If I understand your scenario correctly , issue is specific to L2 VPN server side VM's ( Packet Drops when VM's they reside on different hosts ) ? If that is the case, issue has nothing to do with L2-VPN. I'm suspecting this could be a potential VLAN tagging issue on Host/Switch based on the design. To rule out , can you double check if VLAN reachability is there for VM's when they reside on different hosts , keeping VPN aside ? You have also mentioned "L2-VPN routing loop" , have you encountered any loops or it was an assumption ?
Thanks for your response Sree and sorry for missing to mention one point in my initial post.
On the server site, when L2VPN Server ESG and the workload vms(stretch) are on the same host then stretch workloads on on-prem can reach the remote vms. However when i separate the workload vms and L2VPN server ESG vm on the server site then within the site vms can reach each other however the vm which is on separate host cannot be reached by on-premise vm.
VMs which are still on the same host with L2VPN server ESG VM can still be reached from on-premise workload vms.
It is a collapsed cluster design so one cluster has everything i.e. workload vms and Edges. I tried to follow the below guide however not sure why it is not helping there. Please suggest.
However when i separate the workload vms and L2VPN server ESG vm on the server site then within the site vms can reach each other however the vm which is on separate host cannot be reached by on-premise vm
In the above case, can the workload VM reach L2-VPN server when they are on different server ?
Thanks for the followup.
Short answer, No.
For details, below is the view.
L2VPN Server ESG VM(For testing purpose, configured Trunk NIC with one available ip assigned from the stretch subnet to the sub-interface)

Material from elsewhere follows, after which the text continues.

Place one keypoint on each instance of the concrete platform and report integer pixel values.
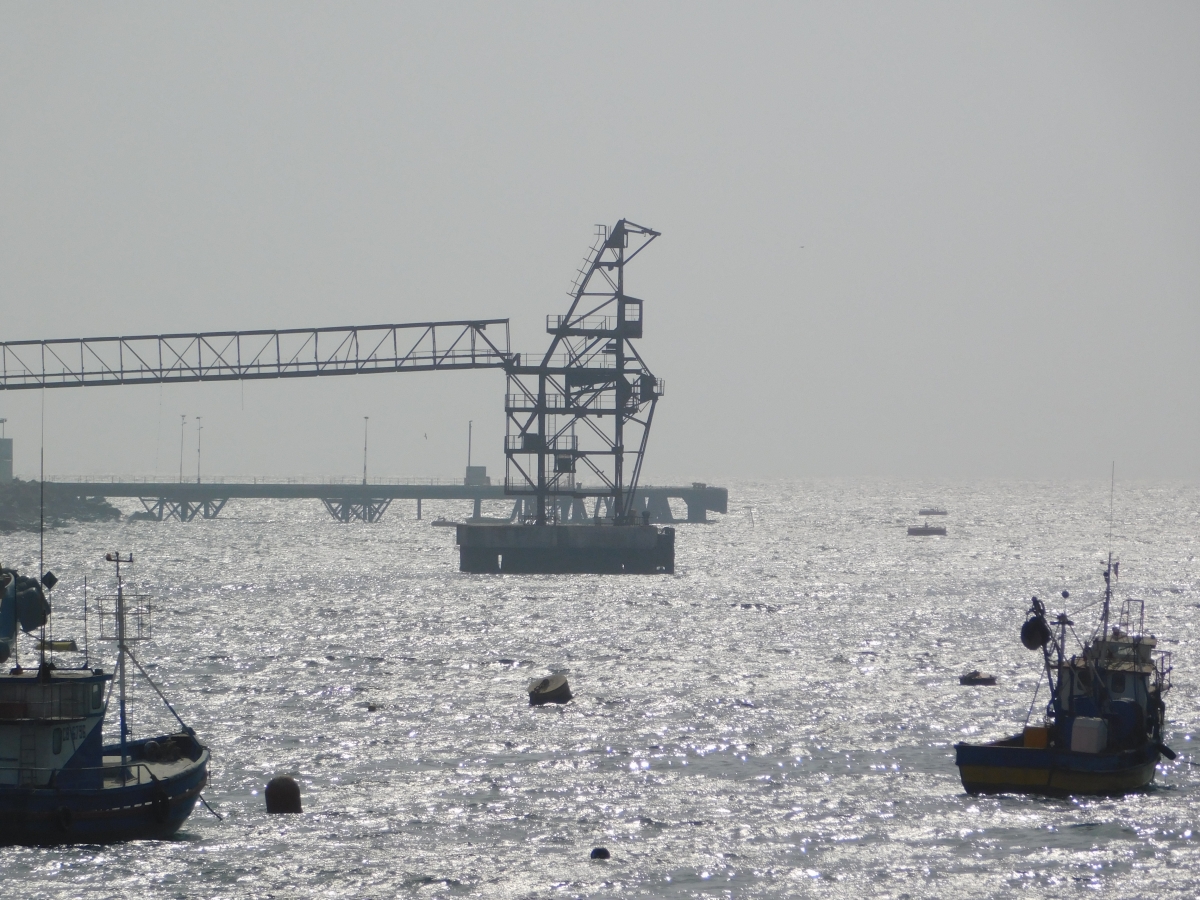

1- VM3(on-prem) can reach VM2(Server site) and vice versa
2- VM3(on-prem) can reach L2VPN Server sub-interface(server site)
3- VM2(on-prem) can reach L2VPN Server sub-interface(server site)
4- VM2(Server site) can reach VM1(Server site) and vice versa
--> This is only possible when Trunk port group has teaming policy as "Route based on original port ID" and with one active uplink.
Workload port group has the same load balance policy as Trunk PG however has two active uplinks. If i match the teaming policy of workload PG to Trunk PG even this communication stops. I am trying to follow the earlier link i posted for L2VPN routing loop mitigation.
5- VM1(Server site) can not reach L2VPN Server sub-interface(server site) based on the packet capture taken on the trunk interface of L2VPN Server.
--> Not sure why as VM1 can reach VM2 which is on the same host where L2VPN Server resides.
Thanks for the detailed explanation. Few more queries
1. L2 VPN Client side deployment is done on Standard/DVS ?
2. What type of port policies are we using here ? Forged/Promiscuous or Sink port or combination of all ?
3. Instead of moving the VM's behind the L2 VPN server, if we migrate L2 VPN esg to another host, in that case tunnel is going down ?